Consider skipping the aspirin
Most people take a couple of aspirin when they get a cold. But a study suggests they'd be better off if they didn't. Nor will it help to take Tylenol or ibuprofen. Australian doctors asked 56 college students with colds to take either aspirin, Tylenol, ibuprofen or a placebo up to eight times a day for a week. Those taking aspirin and Tylenol actually ended up with stuffier noses and a lower immune response than those on the placebo. Ibuprofen proved to be no better or worse than the placebo. Remember, these drugs are basically pain medications. Colds aren't painful, they're just uncomfortable. So the next time you have a cold, skip the painkillers and concentrate on getting some rest and drinking plenty of fluids. Cough syrups, throat lozenges and chicken soup can make a cold easier to endure.
All blood not equal
In this sophisticated age of medicine, it's surprising that it took so long to find that all blood is not created equal.
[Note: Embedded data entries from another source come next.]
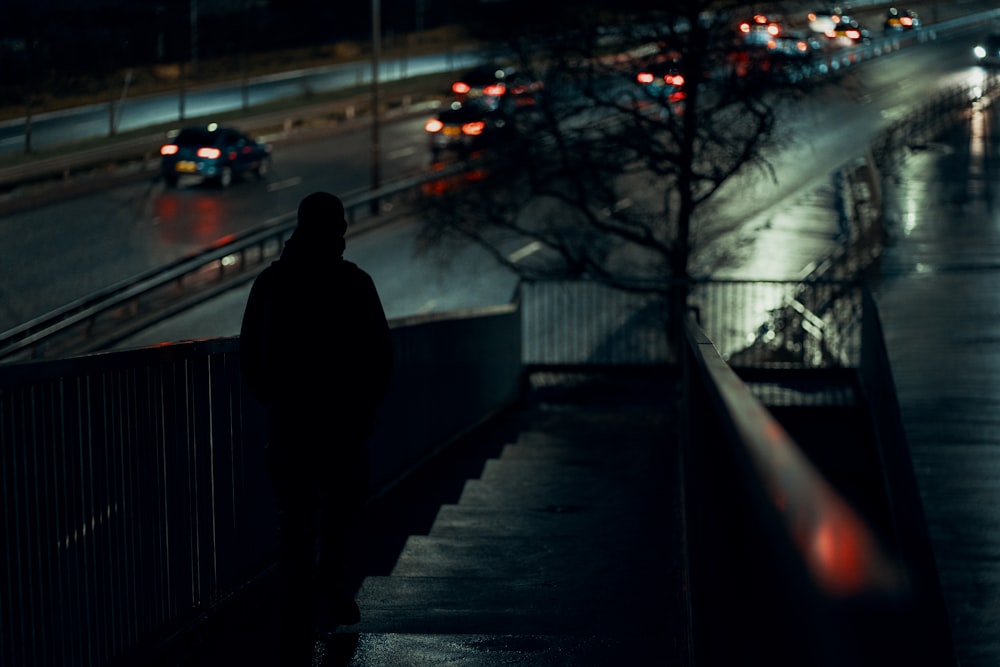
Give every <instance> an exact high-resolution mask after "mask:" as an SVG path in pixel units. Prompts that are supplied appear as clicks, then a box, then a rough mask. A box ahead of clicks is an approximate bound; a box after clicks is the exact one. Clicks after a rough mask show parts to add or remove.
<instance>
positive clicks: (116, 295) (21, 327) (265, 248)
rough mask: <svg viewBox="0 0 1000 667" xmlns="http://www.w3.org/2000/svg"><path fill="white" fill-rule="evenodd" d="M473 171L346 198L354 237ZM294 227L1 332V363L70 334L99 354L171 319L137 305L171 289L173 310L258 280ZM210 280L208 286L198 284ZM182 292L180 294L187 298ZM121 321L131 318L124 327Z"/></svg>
mask: <svg viewBox="0 0 1000 667" xmlns="http://www.w3.org/2000/svg"><path fill="white" fill-rule="evenodd" d="M470 168H471V166H470V164H468V163H456V164H453V165H449V166H448V167H446V168H444V169H441V170H438V171H434V172H432V173H421V174H418V175H416V176H410V177H407V178H404V179H400V180H397V181H394V182H392V183H389V184H386V185H383V186H382V187H380V188H378V189H377V190H369V191H365V192H360V193H356V194H353V195H347V196H345V197H344V208H345V211H346V213H347V220H348V230H349V231H348V233H350V229H351V227H354V226H356V225H357V224H358V222H359V221H360V220H361V219H362V217H364V216H371V215H372V213H371V210H372V208H373V204H374V203H376V202H381V201H383V200H390V199H396V200H405V197H406V195H407V194H409V193H412V192H413V191H414V190H416V189H417V188H419V187H420V186H422V185H424V184H425V183H428V182H430V181H433V180H437V179H439V178H442V177H448V176H452V175H455V174H459V173H462V172H464V171H466V170H468V169H470ZM376 208H378V207H377V206H376ZM295 224H296V220H295V214H294V213H288V214H285V215H283V216H281V217H279V218H278V220H277V221H276V222H270V223H268V224H266V225H262V226H260V227H257V228H255V229H252V230H249V231H247V232H245V233H243V234H240V235H236V236H232V237H224V238H223V239H220V240H219V241H217V242H216V243H215V244H213V245H212V246H210V247H208V248H206V249H204V250H202V251H199V252H197V253H195V254H193V255H189V256H187V257H183V258H181V259H178V260H177V261H175V262H172V263H170V264H167V265H165V266H163V267H159V268H155V269H151V270H149V271H146V272H144V273H141V274H139V275H136V276H133V277H131V278H128V279H125V280H122V281H120V282H118V283H115V284H113V285H110V286H108V287H106V288H104V289H102V290H99V291H97V292H95V293H93V294H90V295H88V296H86V297H83V298H81V299H77V300H75V301H72V302H70V303H68V304H66V305H65V306H63V307H61V308H57V309H55V310H53V311H51V312H49V313H47V314H45V315H42V316H40V317H36V318H34V319H32V320H30V321H28V322H25V323H24V324H21V325H19V326H16V327H14V328H13V329H10V330H8V331H6V332H4V333H2V334H0V363H2V362H9V361H23V360H25V359H27V358H40V357H41V356H45V352H46V345H48V344H51V343H52V341H54V340H56V339H58V338H59V337H61V336H67V335H69V334H70V333H71V331H79V333H80V335H81V336H82V337H83V338H84V343H83V344H80V345H79V346H78V347H75V348H74V352H76V353H81V352H93V351H96V350H98V349H101V348H102V346H105V345H108V344H110V342H113V341H115V340H121V339H122V338H125V337H127V336H128V335H131V334H132V333H134V332H136V331H138V330H141V329H142V328H145V327H148V326H150V325H151V324H154V323H155V322H158V321H161V320H162V319H164V318H166V317H169V316H171V315H172V314H173V313H174V312H176V310H177V309H178V308H177V307H174V308H168V307H167V306H165V305H164V304H163V303H162V302H161V303H157V306H156V307H157V314H154V315H152V316H146V317H140V315H141V313H140V312H139V311H140V310H141V309H140V308H139V307H138V305H137V304H138V302H139V301H140V300H142V299H150V298H152V297H154V295H156V294H159V293H163V292H171V291H172V298H171V301H172V302H173V303H174V305H175V306H176V304H177V303H178V302H183V305H182V306H180V307H188V306H190V305H191V301H192V300H194V301H199V300H201V299H203V298H205V297H206V295H207V296H211V295H212V294H214V293H217V292H218V291H219V287H220V281H221V280H222V279H223V278H227V277H230V276H231V275H232V274H233V273H236V274H238V275H237V278H236V279H235V282H236V283H242V282H244V281H246V280H248V279H250V278H252V277H253V275H255V273H254V272H253V271H252V269H254V268H256V269H262V268H263V267H264V266H265V265H266V263H268V261H269V260H270V259H271V258H272V257H273V256H274V255H275V254H276V253H277V252H280V249H281V247H282V246H283V245H284V242H285V240H286V239H287V237H288V236H289V235H290V234H291V232H292V230H293V229H294V227H295ZM268 249H271V252H268ZM206 275H207V276H208V277H209V278H210V279H209V280H192V279H193V278H196V277H204V276H206ZM233 286H234V285H233V284H232V282H227V283H226V284H225V286H224V287H225V288H231V287H233ZM177 287H180V288H181V289H180V294H178V291H177V289H176V288H177ZM168 298H169V297H168ZM112 312H113V313H115V314H116V315H117V316H116V317H115V326H114V332H113V334H105V335H102V334H101V333H100V332H99V331H97V330H96V327H95V324H96V321H97V320H98V318H100V317H101V316H103V315H106V314H109V313H112ZM122 317H125V318H127V319H126V321H125V322H124V323H123V320H122ZM129 322H131V324H129Z"/></svg>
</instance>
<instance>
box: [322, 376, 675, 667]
mask: <svg viewBox="0 0 1000 667" xmlns="http://www.w3.org/2000/svg"><path fill="white" fill-rule="evenodd" d="M672 415H673V405H672V404H671V396H670V395H669V392H668V391H666V390H665V389H664V387H663V386H662V384H656V385H650V384H648V383H639V384H638V385H637V384H636V383H635V382H634V380H633V381H632V382H630V383H627V384H626V383H618V382H615V381H614V380H608V379H604V380H603V381H600V382H596V383H595V381H594V380H593V379H590V380H588V381H586V382H584V383H582V384H578V385H571V386H570V387H568V388H567V386H566V385H565V384H561V385H560V386H559V387H558V388H552V387H550V388H543V389H539V390H536V391H534V392H533V393H532V394H531V396H530V397H529V400H528V401H527V402H526V404H525V406H524V407H523V408H522V409H521V410H520V411H519V412H518V414H517V415H516V416H515V417H513V418H512V419H516V420H517V423H518V426H517V427H516V428H515V429H513V431H515V432H517V435H516V438H514V439H512V441H511V442H509V443H508V444H506V445H504V446H503V447H502V448H501V449H500V450H499V452H498V454H497V455H496V456H493V457H491V458H489V459H488V460H486V461H485V464H484V465H483V466H482V469H481V474H480V475H479V476H478V477H473V478H470V479H467V480H466V481H465V482H464V485H463V488H462V490H461V493H460V495H459V496H458V498H457V500H455V501H454V502H449V503H445V504H443V505H441V506H440V508H439V510H438V512H437V514H436V517H435V518H434V520H433V523H432V524H431V526H430V528H429V530H428V531H427V533H426V534H412V535H410V536H409V537H408V538H407V539H406V542H405V544H404V546H403V548H402V551H401V552H400V553H399V557H398V559H397V560H396V562H395V564H394V565H393V567H392V569H391V571H390V572H389V573H388V574H385V575H376V576H368V577H366V578H365V579H364V581H363V583H362V585H361V588H360V591H359V593H358V601H359V605H360V606H361V609H362V617H363V618H362V622H361V623H360V624H359V625H357V626H352V627H349V628H344V629H343V631H342V632H343V633H344V634H343V635H338V636H335V637H333V638H331V641H330V642H328V646H329V647H331V648H330V649H329V650H335V648H333V647H335V645H336V644H337V643H338V642H339V643H341V644H344V643H345V642H346V643H349V644H351V646H350V649H349V651H350V654H351V656H352V657H351V660H350V664H352V665H428V664H462V665H480V664H481V665H487V664H490V665H497V664H518V665H576V664H579V665H602V664H608V665H611V664H615V665H617V664H634V665H640V664H658V665H667V664H678V663H679V662H680V661H681V656H682V655H683V654H684V650H685V647H686V630H687V628H686V624H685V616H684V612H683V609H684V604H683V602H684V600H683V588H682V576H681V573H682V559H681V548H680V547H681V542H680V539H681V530H680V519H679V516H680V515H679V512H680V505H679V499H678V495H677V494H678V492H679V490H680V487H679V484H678V483H677V479H678V476H677V466H676V449H675V443H674V437H673V435H674V432H673V424H672Z"/></svg>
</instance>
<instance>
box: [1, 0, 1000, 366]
mask: <svg viewBox="0 0 1000 667" xmlns="http://www.w3.org/2000/svg"><path fill="white" fill-rule="evenodd" d="M985 17H989V18H990V19H992V18H993V17H998V18H1000V10H996V11H995V12H988V13H986V14H983V15H977V16H976V17H965V18H963V19H957V20H955V21H952V22H949V23H955V24H956V25H960V26H966V25H969V24H974V23H977V22H982V21H985V20H988V19H987V18H985ZM886 39H890V38H886ZM892 39H894V38H892ZM857 48H858V49H861V48H862V47H857ZM864 48H869V47H864ZM997 86H998V77H997V76H996V75H992V76H989V77H987V78H986V79H985V82H984V84H983V86H966V87H955V88H953V89H950V90H947V91H944V92H943V93H941V94H939V95H938V96H936V97H935V98H934V99H932V100H930V101H929V102H928V103H927V104H926V105H924V106H922V107H920V108H918V109H917V110H915V111H914V113H913V114H912V115H911V117H909V118H908V119H906V120H903V121H897V122H896V123H893V124H892V125H890V126H889V127H887V128H885V129H884V130H883V131H881V132H880V134H879V135H878V136H877V137H876V139H875V140H874V141H873V142H872V144H871V146H870V148H869V150H868V151H867V153H866V155H865V156H864V157H860V158H858V159H859V160H860V162H858V163H852V164H849V165H848V166H847V167H845V168H843V169H842V170H841V171H840V172H838V179H840V190H841V192H842V196H843V197H842V207H843V210H842V215H843V216H844V218H845V225H844V235H843V237H842V239H841V245H840V247H839V248H838V249H837V251H836V252H835V253H833V254H831V255H830V256H828V257H825V258H822V259H821V260H820V261H818V262H817V263H816V264H815V265H814V266H813V267H812V268H811V270H810V271H809V272H808V274H807V275H806V276H805V277H804V280H803V282H806V283H815V282H816V281H817V280H822V279H829V278H833V279H843V278H846V277H849V276H853V275H856V274H857V273H858V271H860V270H863V269H864V268H865V267H866V266H867V265H868V264H869V263H870V262H871V261H873V260H874V258H875V257H877V253H878V246H879V244H881V242H882V239H883V238H884V236H885V233H886V230H885V226H884V224H883V223H884V217H885V213H884V207H883V201H882V199H881V188H880V181H881V179H882V176H883V174H884V173H887V172H888V171H889V170H890V169H891V166H892V164H893V163H894V162H896V161H898V160H899V159H901V158H900V155H901V152H902V151H903V149H905V148H906V147H907V146H908V145H910V144H911V143H913V141H915V140H926V139H928V138H930V137H931V136H932V135H933V133H934V132H937V131H940V130H941V129H943V128H944V127H946V126H947V123H949V122H954V120H955V118H956V117H957V114H958V113H959V112H960V111H964V110H967V109H968V107H969V105H970V104H971V103H973V102H975V101H976V100H977V99H978V98H979V97H981V96H983V95H988V94H993V93H994V92H995V90H996V88H997ZM464 168H465V167H463V165H458V164H456V165H452V166H450V167H448V168H446V169H444V170H441V171H437V172H433V173H427V174H421V175H418V176H416V177H412V178H408V179H405V180H401V181H398V182H396V183H392V184H388V185H386V186H384V187H382V188H380V189H379V190H378V191H376V192H368V193H362V194H358V195H356V196H348V197H345V204H346V205H347V206H348V209H349V214H350V215H351V217H352V221H353V220H355V219H360V218H361V216H363V215H365V214H364V209H369V210H370V209H371V208H373V204H375V202H378V201H380V200H389V199H398V200H400V202H404V201H405V199H406V196H407V195H408V194H409V191H410V190H412V189H414V188H417V187H419V186H421V185H423V184H425V183H428V182H431V181H434V180H438V179H441V178H447V177H448V176H451V175H454V174H458V173H461V172H462V171H463V169H464ZM375 207H376V208H377V206H375ZM397 208H398V207H397ZM293 227H294V220H292V219H291V218H286V219H284V220H281V221H279V222H278V223H277V224H274V225H272V226H271V227H268V228H263V229H258V230H253V231H251V232H248V233H247V234H245V235H242V236H239V237H236V238H231V239H226V242H225V243H220V244H218V245H216V246H214V247H211V248H208V249H206V250H204V251H202V252H200V253H198V254H196V255H193V256H191V257H186V258H183V259H181V260H178V261H177V262H174V263H173V264H171V265H168V266H166V267H163V268H160V269H156V270H153V271H150V272H148V273H145V274H141V275H139V276H136V277H134V278H131V279H128V280H126V281H123V282H121V283H118V284H115V285H112V286H109V287H108V288H106V289H104V290H101V291H99V292H97V293H94V294H92V295H89V296H88V297H85V298H83V299H79V300H77V301H74V302H72V303H70V304H67V305H66V306H65V307H63V308H60V309H58V310H56V311H53V312H51V313H48V314H46V315H44V316H42V317H40V318H36V319H34V320H32V321H30V322H27V323H25V324H23V325H21V326H18V327H15V328H14V329H11V330H9V331H7V332H3V333H2V334H0V363H3V362H9V361H17V360H25V359H40V358H49V357H51V356H54V355H59V354H65V353H66V352H67V351H71V352H72V353H74V354H79V353H86V352H92V351H96V350H100V349H104V348H106V347H107V346H110V345H113V344H114V343H115V342H117V341H120V340H123V339H125V338H128V337H129V336H130V335H132V334H134V333H136V332H137V331H140V330H142V329H143V328H145V327H148V326H150V325H152V324H155V323H156V322H159V321H162V320H164V319H167V318H169V317H171V316H173V315H175V314H176V313H178V312H180V311H182V310H184V309H185V308H190V307H192V306H193V305H196V304H197V303H200V302H201V301H203V300H205V299H208V298H211V297H212V296H215V295H217V294H218V293H220V292H222V291H225V290H226V289H231V288H233V287H236V286H239V285H241V284H243V283H244V282H246V281H247V280H251V279H252V278H253V277H254V276H255V275H256V270H257V269H259V268H263V266H264V265H265V264H266V263H267V262H269V261H270V260H271V259H273V258H274V256H275V255H276V254H277V253H278V252H280V248H281V247H282V245H283V243H284V240H285V238H287V236H288V234H290V232H291V229H292V228H293ZM845 272H846V273H845ZM776 307H777V306H776ZM782 308H785V310H784V311H783V312H777V311H776V312H775V317H774V318H773V320H772V322H771V324H770V325H769V326H768V327H767V328H766V329H764V330H762V331H761V337H762V338H761V340H759V341H758V345H757V348H758V349H757V351H758V353H760V351H761V350H762V349H763V348H764V347H766V345H765V344H764V343H766V342H767V341H764V340H763V337H772V338H773V337H774V335H775V334H776V332H778V331H779V330H786V329H787V330H788V331H795V332H796V335H799V332H800V327H798V326H795V327H790V328H789V327H787V326H786V322H787V321H791V320H795V319H798V320H801V324H807V325H808V324H810V322H811V318H812V317H813V316H814V315H815V313H814V312H812V308H813V307H812V306H810V305H805V304H802V303H800V302H797V301H796V300H794V299H790V300H786V301H785V302H784V303H783V304H782ZM789 309H790V310H789ZM795 311H797V312H795ZM820 317H823V316H822V315H820ZM813 324H815V322H813ZM716 340H718V341H720V342H722V344H723V345H724V346H725V347H726V348H727V349H729V347H730V341H729V338H728V336H727V335H726V334H725V333H724V332H718V335H717V337H716ZM801 342H802V343H803V344H807V343H808V339H803V340H802V341H801ZM827 342H829V341H827ZM843 352H844V351H843V350H842V351H841V353H843ZM812 353H814V354H824V352H822V351H817V350H813V351H812ZM758 362H759V358H758Z"/></svg>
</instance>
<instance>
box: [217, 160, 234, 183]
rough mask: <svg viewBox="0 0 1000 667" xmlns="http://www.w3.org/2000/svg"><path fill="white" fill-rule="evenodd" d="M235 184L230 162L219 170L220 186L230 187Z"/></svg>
mask: <svg viewBox="0 0 1000 667" xmlns="http://www.w3.org/2000/svg"><path fill="white" fill-rule="evenodd" d="M232 184H233V168H232V167H230V166H229V165H228V164H227V165H226V166H224V167H223V168H222V171H221V172H219V187H220V188H228V187H229V186H230V185H232Z"/></svg>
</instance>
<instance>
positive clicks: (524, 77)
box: [451, 64, 542, 106]
mask: <svg viewBox="0 0 1000 667" xmlns="http://www.w3.org/2000/svg"><path fill="white" fill-rule="evenodd" d="M541 89H542V84H541V82H540V81H537V80H536V79H534V78H533V77H531V76H530V75H528V74H527V73H525V72H522V71H519V70H517V69H515V68H514V67H510V66H503V65H492V64H487V65H480V66H478V67H474V68H472V69H470V70H468V71H466V72H463V73H462V74H461V75H460V76H459V77H458V78H457V79H456V80H455V81H454V82H453V83H452V84H451V93H452V95H454V96H455V99H456V100H458V101H459V102H466V101H468V100H473V99H476V98H479V97H494V98H498V99H503V100H504V102H505V104H507V105H508V106H526V105H530V104H534V103H535V102H536V101H537V100H536V97H537V95H538V94H539V93H540V92H541Z"/></svg>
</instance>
The first researchers to show racial differences in blood were doctors at the University of Southern California Medical Center in a new study. They took blood samples from more than 2,100 healthy white, black, Asian and Hispanic hospital workers. A comparison showed that blacks had fewer red and white blood cells, Asians more red blood cells and Hispanics more white blood cells than whites. Lab standards for most blood tests are based on white people. Considering how often doctors rely on blood tests to make decisions, it's surprising that non-white patients aren't routinely misdiagnosed -- though the researchers didn't speculate on the chances of this happening. High levels of white blood cells, for instance, can signal infection, which means that doctors might mistakenly prescribe antibiotics for Hispanic patients. The differences aren't as dramatic in other races, but clearly we would all benefit by updating our blood tests.